Title: Revisiting the Role of Ultrasound Mapping in Arteriovenous Fistula Formation: A Single-Center Experience
Description:
Background: The global prevalence of chronic kidney disease (CKD) continues to increase, with the arteriovenous fistula (AVF) as the most preferred vascular access for hemodialysis.
Whether routine preoperative ultrasound mapping improves the outcome of AVF formation compared with clinical examination alone remains controversial.
Methods: This retrospective study included patients undergoing AVF surgery with and without preoperative ultrasound at our center between September 2017 and August 2020.
Outcome measures included AVF early and mid-term outcome.
Cox regression analysis was performed to identify independent predictors of favorable AVF outcome.
Results: A total of 158 patients received an AVF during the study period.
Both groups with (n = 79) and without (n = 79) ultrasound mapping were similar regarding baseline characteristics (age, sex, comorbidities).

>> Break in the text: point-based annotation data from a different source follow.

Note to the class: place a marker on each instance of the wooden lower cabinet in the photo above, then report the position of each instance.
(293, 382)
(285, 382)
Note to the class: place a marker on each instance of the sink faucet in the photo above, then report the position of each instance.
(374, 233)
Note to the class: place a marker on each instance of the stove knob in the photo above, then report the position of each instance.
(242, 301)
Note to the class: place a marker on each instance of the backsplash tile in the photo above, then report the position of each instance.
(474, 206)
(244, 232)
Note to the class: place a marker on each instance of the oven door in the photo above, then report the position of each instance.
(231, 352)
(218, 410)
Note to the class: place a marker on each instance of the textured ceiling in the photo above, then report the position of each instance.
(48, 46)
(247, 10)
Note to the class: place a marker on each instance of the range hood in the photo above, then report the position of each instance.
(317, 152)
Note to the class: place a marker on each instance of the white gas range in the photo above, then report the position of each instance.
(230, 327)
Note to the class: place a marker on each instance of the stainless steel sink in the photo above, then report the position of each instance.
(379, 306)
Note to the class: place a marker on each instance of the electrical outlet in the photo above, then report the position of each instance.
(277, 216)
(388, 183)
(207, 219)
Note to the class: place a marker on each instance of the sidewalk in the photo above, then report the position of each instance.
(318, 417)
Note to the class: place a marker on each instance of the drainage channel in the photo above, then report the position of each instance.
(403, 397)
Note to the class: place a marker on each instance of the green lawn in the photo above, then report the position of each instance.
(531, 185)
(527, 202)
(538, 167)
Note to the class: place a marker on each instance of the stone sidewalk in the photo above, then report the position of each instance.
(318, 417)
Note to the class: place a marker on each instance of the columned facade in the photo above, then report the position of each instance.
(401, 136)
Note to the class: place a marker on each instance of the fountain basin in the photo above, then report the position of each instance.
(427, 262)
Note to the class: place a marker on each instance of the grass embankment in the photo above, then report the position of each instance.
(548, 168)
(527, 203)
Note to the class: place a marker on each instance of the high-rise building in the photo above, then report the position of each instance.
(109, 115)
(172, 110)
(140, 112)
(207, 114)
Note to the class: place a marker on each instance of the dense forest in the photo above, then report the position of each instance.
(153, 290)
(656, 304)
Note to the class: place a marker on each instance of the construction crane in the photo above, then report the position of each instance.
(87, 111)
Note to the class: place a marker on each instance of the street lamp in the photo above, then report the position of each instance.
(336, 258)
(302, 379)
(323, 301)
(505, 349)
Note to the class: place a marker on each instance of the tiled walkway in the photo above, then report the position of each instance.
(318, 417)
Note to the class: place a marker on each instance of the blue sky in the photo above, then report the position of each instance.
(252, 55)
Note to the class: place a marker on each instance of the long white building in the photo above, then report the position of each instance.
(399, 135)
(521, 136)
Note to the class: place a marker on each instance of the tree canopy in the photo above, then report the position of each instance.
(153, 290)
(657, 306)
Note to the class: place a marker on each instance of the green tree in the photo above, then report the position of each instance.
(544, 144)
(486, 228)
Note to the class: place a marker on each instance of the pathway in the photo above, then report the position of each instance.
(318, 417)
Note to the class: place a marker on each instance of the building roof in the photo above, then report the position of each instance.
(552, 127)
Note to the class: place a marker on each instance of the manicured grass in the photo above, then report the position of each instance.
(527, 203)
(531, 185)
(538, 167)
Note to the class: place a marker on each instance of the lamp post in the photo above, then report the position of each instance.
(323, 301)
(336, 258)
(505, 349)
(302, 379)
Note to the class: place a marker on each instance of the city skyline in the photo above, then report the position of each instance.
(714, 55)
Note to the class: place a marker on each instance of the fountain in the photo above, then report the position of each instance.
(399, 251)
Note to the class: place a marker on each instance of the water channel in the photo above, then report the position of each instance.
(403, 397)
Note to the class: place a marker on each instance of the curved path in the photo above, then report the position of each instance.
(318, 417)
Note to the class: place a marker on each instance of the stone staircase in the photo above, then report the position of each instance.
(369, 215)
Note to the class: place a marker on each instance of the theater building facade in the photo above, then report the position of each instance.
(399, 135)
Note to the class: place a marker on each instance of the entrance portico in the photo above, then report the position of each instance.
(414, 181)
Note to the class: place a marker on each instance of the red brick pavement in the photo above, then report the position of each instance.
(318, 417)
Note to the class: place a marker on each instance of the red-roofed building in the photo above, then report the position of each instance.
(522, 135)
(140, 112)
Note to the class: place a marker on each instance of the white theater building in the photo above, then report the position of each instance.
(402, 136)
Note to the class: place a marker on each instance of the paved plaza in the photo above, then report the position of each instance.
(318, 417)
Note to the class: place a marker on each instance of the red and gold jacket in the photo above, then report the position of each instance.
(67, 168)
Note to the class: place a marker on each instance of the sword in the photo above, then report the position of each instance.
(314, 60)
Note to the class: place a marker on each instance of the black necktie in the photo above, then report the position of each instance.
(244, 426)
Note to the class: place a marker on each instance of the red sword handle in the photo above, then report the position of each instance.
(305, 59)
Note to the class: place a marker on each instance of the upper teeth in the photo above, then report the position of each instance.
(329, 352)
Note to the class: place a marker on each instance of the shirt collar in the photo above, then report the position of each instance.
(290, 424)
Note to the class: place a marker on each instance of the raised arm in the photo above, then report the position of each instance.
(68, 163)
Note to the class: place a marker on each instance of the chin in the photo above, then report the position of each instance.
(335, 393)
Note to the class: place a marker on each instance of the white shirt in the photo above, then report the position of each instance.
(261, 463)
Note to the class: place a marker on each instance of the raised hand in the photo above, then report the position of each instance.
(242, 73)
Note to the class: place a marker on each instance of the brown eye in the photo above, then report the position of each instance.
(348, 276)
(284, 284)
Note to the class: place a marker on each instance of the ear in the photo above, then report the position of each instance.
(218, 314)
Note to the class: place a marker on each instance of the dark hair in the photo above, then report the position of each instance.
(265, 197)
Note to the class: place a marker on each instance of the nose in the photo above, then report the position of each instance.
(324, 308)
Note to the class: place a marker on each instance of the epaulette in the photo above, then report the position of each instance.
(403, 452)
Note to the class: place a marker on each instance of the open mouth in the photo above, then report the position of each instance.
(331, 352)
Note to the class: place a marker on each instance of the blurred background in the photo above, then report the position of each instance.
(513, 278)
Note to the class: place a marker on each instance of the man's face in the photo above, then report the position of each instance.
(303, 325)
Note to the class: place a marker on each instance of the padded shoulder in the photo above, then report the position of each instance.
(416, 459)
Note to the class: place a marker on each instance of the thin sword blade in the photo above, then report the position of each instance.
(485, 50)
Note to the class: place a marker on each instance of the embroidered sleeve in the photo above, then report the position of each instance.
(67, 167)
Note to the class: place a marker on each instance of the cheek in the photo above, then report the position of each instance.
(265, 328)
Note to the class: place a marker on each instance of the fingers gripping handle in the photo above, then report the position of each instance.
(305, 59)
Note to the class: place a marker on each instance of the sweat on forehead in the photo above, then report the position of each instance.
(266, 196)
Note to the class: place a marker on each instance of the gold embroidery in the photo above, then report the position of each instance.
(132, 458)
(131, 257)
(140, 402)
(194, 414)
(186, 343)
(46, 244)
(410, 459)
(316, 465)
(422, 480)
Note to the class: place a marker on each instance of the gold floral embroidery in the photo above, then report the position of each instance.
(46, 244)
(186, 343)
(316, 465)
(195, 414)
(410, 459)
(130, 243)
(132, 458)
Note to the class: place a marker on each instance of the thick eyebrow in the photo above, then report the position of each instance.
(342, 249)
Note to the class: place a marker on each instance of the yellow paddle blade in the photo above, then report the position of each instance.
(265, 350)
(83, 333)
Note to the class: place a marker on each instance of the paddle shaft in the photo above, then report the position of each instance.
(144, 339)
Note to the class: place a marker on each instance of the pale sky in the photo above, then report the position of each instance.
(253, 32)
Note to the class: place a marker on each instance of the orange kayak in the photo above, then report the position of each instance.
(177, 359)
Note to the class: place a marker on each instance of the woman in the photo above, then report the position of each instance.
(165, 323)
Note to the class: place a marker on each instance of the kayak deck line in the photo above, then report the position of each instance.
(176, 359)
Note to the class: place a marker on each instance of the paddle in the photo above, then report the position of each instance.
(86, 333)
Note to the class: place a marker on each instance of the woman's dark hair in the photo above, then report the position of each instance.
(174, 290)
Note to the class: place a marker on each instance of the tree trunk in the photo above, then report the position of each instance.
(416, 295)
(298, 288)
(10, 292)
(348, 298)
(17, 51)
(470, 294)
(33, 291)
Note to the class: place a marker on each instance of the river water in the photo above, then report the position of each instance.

Patency rates were comparable between the 2 groups at 30 days, 3 months, and 6 months after AVF surgery, although there was a trend toward more favorable outcome for the mapping group ( P = .
07).
Kaplan-Meier analysis showed that at the end of study, the ultrasound mapping group had a higher mid-term patency rate; however, the improvement was not significant ( P = .
07).
Cox regression analysis did not reveal age, gender, comorbidities, and ultrasound as predictors of AVF survival.
Conclusion: Our study did not find a significant benefit from routine preoperative ultrasound mapping in creating AVFs for hemodialysis.
Further well-designed and adequately powered trials are needed to demonstrate the beneficial role of routine preoperative ultrasound mapping for vascular access in CKD coupled with clinical evaluation in short- and long-term AVF outcome.